Taruna Ikrar memperoleh penghargaan sebagai ilmuwan berpengaruh di Indonesia dari Unpri Medan. Penghargaan gelar ilmuan berpengaruh di Indonesia tersebut diserahkan langsung oleh Rektor Unpri Prof. Dr. Crismis Novalinda Ginting, M.Kes. kepada Kepala BPOM Prof. dr. Taruna Ikrar, Ph.D., M.Biomed. di Ballroom Universitas Prima Indonesia (Unpri) Medan, Sumatera Utara, Sabtu (4/1/2025).
Acara yang dihadiri Menteri Hukum Supratman Agtas dan Penjabat (Pj.) Gubernur Sumatera Utara Agus Fatoni juga dihadiri Beberapa rektor dan tamu undangan lainnya. Rektor Universitas Insan Cita Indonesia Prof. Laode Masihu Kamaluddin, Rektor Universitas Sumatera Utara Prof. Dr. Muryanto, Amin, S.Sos, M.Si, Dekan Fakultas Farmasi Militer–Universitas Pertahanan Prof. Dr. Yahdiana Harahap, M.Si., Apt., Wakil Kepala BRIN Prof. Dr. Ir. Amarulla Oktavian, S.T., M.Sc., DESD., ASEAN Eng., Ketua Dewan Pengurus Daerah Ikatan Alumni Lemhannas Prof. Yusran Jusuf, dan Director Center for Leadership of Indonesia Prof. Dr. Muh. Nur Sadik, MPM. Hadir menyaksikan langsung pemberian penghargaan sekaligus orasi ilmiah yang disampaikan Kepala BPOM.

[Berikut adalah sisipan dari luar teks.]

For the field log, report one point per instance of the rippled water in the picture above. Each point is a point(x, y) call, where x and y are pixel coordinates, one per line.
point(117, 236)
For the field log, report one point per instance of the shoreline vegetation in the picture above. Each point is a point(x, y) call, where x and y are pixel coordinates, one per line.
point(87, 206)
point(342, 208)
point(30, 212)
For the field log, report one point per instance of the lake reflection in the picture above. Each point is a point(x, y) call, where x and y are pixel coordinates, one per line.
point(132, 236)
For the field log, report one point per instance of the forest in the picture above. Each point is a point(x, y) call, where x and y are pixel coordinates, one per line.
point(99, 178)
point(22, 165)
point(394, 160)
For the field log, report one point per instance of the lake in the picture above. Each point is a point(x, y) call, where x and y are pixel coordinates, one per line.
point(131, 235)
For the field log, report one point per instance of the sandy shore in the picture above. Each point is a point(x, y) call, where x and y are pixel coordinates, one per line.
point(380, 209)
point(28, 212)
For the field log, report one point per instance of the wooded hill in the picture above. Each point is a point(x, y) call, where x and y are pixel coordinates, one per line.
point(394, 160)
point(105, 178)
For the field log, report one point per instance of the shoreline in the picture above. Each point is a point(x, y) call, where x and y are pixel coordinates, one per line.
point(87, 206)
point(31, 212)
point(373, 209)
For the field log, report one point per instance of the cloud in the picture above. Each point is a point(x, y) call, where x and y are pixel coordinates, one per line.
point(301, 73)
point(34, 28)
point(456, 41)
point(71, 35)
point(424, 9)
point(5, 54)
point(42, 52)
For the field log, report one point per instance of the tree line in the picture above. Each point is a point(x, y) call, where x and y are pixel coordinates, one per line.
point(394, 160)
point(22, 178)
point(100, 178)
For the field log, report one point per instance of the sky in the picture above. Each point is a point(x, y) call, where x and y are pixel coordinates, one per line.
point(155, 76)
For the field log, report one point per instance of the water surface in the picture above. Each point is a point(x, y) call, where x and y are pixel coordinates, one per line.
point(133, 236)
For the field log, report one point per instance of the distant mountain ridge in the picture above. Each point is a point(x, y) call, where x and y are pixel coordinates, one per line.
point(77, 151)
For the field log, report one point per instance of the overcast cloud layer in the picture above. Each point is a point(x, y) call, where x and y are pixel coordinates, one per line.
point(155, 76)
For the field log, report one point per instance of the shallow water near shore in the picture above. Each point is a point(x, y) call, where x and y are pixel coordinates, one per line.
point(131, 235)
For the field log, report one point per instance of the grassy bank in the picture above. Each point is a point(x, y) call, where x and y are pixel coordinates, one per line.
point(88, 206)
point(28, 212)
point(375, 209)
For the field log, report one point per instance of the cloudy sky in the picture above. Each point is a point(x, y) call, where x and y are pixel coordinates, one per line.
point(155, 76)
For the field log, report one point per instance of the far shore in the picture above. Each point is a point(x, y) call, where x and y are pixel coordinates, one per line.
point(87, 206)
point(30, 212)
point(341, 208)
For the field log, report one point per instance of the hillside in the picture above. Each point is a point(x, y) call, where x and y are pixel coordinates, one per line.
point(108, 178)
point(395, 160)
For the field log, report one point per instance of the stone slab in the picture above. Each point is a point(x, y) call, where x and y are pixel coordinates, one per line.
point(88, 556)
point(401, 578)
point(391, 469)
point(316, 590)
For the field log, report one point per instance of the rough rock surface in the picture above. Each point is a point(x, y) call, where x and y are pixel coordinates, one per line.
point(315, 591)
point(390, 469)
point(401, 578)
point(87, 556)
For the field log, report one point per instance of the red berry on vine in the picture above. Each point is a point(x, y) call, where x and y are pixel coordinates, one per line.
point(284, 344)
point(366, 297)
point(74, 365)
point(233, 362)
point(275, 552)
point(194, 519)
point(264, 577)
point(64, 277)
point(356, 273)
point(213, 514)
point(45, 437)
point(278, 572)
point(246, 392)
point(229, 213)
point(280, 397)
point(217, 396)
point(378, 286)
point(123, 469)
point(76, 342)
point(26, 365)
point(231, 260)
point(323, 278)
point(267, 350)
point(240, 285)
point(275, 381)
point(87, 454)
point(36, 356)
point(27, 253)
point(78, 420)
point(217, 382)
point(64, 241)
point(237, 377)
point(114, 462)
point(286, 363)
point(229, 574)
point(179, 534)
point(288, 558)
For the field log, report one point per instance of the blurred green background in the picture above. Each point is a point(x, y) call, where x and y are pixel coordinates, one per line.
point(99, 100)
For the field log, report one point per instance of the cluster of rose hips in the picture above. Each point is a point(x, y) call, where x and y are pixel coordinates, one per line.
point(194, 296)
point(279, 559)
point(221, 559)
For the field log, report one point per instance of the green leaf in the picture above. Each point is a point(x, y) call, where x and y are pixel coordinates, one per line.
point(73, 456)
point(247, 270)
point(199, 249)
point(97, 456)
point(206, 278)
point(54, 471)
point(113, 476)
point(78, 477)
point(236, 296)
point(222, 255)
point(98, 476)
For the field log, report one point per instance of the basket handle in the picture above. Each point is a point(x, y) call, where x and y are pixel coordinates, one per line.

Kepala BPOM RI Taruna Ikrar memaparkan mengenai silent pandemic yang juga telah dituangkan Taruna ke dalam 2 bukunya yang berjudul “Ancaman ‘Silent Pandemic’ Akibat Resestensi Antimikroba” dan “Pengendalian Resistensi Antimikroba di Indonesia”. Kedua buku tersebut diserahkan Taruna kepada tamu undangan yang hadir. Buku ini merupakan sumbangsih Taruna Ikrar dalam pengembangan di dunia kesehatan Indonesia.
Rektor Unpri Prof. Dr. Crismis Novalinda Ginting, M.Kes., dalam sambutannya mengatakan bahwa Unpri berkomitmen untuk berkontribusi terhadap perkembangan pengetahuan dan teknologi bidang kesehatan. Untuk itu, Unpri memberikan penghargaan tertinggi ilmuwan berpengaruh di Indonesia kepada Kepala BPOM Taruna Ikrar.
“Prof. Taruna telah berkontribusi signifikan di bidang farmakologi, kesehatan jantung, dan sistem saraf. Karya-karyanya telah menginspirasi. Saya mewakili civitas akademika Unpri mengucapkan selamat [kepada] Prof. Taruna Ikrar, bukan hanya bentuk apresiasi tapi [juga] dorongan untuk terus berkarya di tingkat nasional dan global,” ungkap Crismis.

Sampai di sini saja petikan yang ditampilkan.